Democrats, traditionally, are the party of the little guy. But working-class voters tend to be cynical about politics. The bottom half of the electorate is not benefiting from the boom, and the bottom half is responsible for most of the decline in voting turnout.

Democrats get elected with real mandates when they convincingly reach that electorate. That's what Bill Clinton did in 1992, momentarily giving his ''New Democrat'' allies hives. His 1992 manifesto, ''Putting People First,'' was not a centrist document but a populist one, promising that people who worked hard and played by the rules should not have to live in poverty; that everyone deserved health insurance that could never be taken away.

Once in office, Clinton governed more as a centrist. The most powerful interest groups, notably organized business, are antipopulist. The people you have to raise money from are not especially populist either. No wonder ordinary voters are cynical.

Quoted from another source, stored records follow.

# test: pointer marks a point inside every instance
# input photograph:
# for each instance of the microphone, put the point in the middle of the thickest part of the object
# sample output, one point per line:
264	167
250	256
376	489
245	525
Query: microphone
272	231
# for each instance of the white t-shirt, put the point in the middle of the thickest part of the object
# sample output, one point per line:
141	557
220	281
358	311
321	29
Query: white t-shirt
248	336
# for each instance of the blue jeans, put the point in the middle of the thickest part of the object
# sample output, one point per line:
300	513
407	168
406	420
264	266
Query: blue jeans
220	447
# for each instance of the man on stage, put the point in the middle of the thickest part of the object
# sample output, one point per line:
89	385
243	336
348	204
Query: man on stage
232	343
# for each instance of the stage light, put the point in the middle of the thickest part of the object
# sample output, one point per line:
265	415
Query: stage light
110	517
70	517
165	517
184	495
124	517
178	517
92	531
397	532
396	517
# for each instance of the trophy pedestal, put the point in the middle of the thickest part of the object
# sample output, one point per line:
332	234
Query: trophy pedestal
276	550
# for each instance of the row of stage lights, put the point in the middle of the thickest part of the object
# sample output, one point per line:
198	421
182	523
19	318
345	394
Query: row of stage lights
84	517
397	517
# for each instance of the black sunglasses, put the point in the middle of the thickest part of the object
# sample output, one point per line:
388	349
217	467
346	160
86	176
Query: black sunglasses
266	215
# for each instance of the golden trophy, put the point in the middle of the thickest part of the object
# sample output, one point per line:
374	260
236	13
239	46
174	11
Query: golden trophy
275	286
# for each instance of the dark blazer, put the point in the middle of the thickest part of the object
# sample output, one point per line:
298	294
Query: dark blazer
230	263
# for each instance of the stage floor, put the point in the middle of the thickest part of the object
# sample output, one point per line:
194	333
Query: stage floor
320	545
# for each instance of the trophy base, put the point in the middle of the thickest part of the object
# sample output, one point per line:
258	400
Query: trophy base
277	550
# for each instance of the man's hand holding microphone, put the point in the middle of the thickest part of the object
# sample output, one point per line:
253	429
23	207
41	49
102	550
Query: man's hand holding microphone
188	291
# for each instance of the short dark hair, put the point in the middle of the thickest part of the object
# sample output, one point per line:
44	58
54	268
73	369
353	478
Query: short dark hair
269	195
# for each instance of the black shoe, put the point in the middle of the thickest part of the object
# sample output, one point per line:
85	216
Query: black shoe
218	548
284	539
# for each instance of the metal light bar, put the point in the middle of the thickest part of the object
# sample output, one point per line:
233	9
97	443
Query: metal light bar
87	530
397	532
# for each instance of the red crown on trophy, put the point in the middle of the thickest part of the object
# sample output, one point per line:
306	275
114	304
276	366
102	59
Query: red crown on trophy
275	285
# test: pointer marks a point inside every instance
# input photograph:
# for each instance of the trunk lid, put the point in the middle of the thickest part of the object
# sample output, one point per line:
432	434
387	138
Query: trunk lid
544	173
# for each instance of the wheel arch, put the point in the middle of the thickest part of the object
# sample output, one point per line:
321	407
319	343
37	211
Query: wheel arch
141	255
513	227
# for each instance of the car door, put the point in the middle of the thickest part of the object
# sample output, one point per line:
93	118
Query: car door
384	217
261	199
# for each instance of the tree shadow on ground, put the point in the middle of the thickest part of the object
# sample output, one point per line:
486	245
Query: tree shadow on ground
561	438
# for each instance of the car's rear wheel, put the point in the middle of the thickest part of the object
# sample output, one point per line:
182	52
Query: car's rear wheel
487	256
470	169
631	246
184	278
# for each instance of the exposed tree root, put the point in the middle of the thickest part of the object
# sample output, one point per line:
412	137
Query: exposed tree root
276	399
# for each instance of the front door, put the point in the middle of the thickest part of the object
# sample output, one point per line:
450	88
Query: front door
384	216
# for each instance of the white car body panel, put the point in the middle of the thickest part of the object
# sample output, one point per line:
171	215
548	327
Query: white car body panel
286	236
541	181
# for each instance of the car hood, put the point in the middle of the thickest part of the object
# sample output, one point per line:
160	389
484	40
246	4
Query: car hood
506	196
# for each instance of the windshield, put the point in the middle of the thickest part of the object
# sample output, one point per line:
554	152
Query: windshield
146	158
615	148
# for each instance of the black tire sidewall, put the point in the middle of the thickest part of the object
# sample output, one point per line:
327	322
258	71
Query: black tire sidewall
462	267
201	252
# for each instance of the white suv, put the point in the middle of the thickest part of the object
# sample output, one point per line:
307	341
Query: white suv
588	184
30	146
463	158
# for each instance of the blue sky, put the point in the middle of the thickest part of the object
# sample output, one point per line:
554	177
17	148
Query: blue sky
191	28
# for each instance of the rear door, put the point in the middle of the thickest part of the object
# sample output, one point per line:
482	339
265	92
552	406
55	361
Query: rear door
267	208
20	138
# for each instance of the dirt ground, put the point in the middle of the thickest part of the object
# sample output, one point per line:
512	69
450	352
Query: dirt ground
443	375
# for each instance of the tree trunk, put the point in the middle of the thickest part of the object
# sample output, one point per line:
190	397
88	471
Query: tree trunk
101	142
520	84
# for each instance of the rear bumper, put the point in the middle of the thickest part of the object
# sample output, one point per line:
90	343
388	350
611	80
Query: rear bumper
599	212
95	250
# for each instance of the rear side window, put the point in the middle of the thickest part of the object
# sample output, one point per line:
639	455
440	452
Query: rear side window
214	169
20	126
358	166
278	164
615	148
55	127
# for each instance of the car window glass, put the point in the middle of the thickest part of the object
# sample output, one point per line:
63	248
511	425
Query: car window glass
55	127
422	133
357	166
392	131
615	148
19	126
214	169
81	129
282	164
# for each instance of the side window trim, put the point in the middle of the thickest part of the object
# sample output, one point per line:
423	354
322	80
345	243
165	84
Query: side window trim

As political scientists Ruy Teixeira and Joel Rogers write in their perceptive new book ''America's Forgotten Majority,'' today's silent majority is made up of downscale voters (or nonvoters) who are culturally conservative but who still look to government for economic opportunity and security.

Despite the new economy, they report, white working class voters (average family income: $42,000) still make up 55 percent of the electorate, and the main thing they want from government is material improvement in their lives.

These voters, Teixeira and Rogers argue convincingly, are the real swing voters. Democrats haven't been winning their hearts lately because Democrats haven't convincingly championed the forgotten majority's pocketbook interests. Voters without college degrees, especially men, have fallen further and further behind despite the supposed boom. I don't know whether Gore read the book, but it might as well be his new campaign manual.

Gore is sounding more populist than Bill Clinton ever did. His speeches are peppered with references to a Republican Congress in the pockets of drug and oil companies. He's doing his best to be Harry Truman. His proposed family savings plan, as a supplement to Social Security, would have government match the savings of working families on a three-to-one basis. Accounts could then be tapped for first-time home ownership, college tuition, and major illnesses as well as eventually for retirement. Not bad.

This new Gore sounds like he is energizing himself. And if he doesn't reinvent himself yet again, he could make the election a lot more interesting. He could give the lie to the impression that the two candidates are Tweedledum and Tweedledee. He might pull back some wavering Democrats tempted to vote for Ralph Nader and motivate others who are currently inclined to stay home. He might even get elected.

Then the trick would be to govern as a progressive. That would be truly populist.

Robert Kuttner is co-editor of The American Prospect. His column appears regularly in the Globe.